Assuming that your terminology "L1-S1 [deg]" refers to the angle by which the current S1 lags the voltage measured from L1 to N (where N is the center tap) I get the following phasor diagram:

enter image description here

It is clear from this diagram that the three currents do not add up to zero - which they must do if no loads are connected between the phases (L1, L2, L3) and the center tap T (I think you call this neutral). Adding these up you get \$3I_0=12.66\angle-19.8° A\$.

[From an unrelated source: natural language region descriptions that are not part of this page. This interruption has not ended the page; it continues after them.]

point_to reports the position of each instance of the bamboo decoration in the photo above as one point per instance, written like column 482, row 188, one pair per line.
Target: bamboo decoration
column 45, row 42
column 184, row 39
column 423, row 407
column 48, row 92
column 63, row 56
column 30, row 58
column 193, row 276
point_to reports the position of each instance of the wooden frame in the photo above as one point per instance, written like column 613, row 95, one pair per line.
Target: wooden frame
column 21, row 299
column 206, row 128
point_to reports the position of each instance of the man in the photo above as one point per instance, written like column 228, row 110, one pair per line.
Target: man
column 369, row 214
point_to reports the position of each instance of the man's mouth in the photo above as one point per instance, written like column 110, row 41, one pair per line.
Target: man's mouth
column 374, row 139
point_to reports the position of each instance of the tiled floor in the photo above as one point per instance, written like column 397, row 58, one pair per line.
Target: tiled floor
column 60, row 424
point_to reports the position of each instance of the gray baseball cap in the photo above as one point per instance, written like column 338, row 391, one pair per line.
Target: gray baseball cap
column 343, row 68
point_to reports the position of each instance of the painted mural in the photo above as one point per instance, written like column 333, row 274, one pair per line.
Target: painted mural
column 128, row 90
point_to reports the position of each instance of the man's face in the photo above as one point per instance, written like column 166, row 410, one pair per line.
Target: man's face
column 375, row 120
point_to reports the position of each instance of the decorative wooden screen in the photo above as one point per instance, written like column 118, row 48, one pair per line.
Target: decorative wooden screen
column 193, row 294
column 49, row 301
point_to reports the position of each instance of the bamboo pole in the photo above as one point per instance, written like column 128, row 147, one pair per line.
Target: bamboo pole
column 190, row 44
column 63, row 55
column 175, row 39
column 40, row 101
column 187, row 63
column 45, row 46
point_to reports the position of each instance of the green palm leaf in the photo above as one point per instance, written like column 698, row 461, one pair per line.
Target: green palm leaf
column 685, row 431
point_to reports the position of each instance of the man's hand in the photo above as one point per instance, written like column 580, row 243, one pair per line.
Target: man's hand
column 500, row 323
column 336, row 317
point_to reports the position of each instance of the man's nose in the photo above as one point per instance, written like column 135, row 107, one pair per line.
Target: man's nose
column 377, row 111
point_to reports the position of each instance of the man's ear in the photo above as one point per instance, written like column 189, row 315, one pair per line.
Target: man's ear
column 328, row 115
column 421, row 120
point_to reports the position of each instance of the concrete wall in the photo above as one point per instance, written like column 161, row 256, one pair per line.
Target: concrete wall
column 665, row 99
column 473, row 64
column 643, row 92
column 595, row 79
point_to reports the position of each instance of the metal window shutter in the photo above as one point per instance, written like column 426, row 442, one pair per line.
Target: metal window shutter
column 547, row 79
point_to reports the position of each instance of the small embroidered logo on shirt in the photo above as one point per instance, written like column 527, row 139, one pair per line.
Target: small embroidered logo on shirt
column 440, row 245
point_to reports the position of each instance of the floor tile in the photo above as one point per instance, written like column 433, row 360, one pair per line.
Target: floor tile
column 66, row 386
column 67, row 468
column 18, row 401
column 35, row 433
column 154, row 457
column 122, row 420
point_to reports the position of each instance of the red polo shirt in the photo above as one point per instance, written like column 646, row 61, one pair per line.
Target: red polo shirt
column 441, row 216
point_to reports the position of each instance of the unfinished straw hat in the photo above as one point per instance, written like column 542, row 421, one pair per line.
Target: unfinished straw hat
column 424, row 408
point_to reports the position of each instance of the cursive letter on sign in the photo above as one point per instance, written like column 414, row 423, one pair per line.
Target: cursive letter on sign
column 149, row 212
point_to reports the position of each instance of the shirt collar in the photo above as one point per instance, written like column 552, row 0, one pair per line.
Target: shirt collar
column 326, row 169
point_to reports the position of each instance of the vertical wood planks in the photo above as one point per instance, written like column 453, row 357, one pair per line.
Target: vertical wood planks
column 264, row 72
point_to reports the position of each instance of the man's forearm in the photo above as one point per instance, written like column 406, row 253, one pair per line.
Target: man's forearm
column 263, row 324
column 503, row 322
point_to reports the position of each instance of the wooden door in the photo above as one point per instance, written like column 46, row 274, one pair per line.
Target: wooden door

Can you correct my assumed connections?

UPDATE 1: Answering question about how derived.

  1. I assumed the system has A-B-C rotation so I can draw the 3 phase-neutral phasors, and from them derive the 3 phase-to-phase phasors. e.g. To find \$V_{ab}\$ just take the \$V_a\$ phasor and subtract the \$V_b\$ phasor from it. To do that negate the \$V_b\$ phasor (flip it 180°) and add it head-to-tail with \$V_a\$).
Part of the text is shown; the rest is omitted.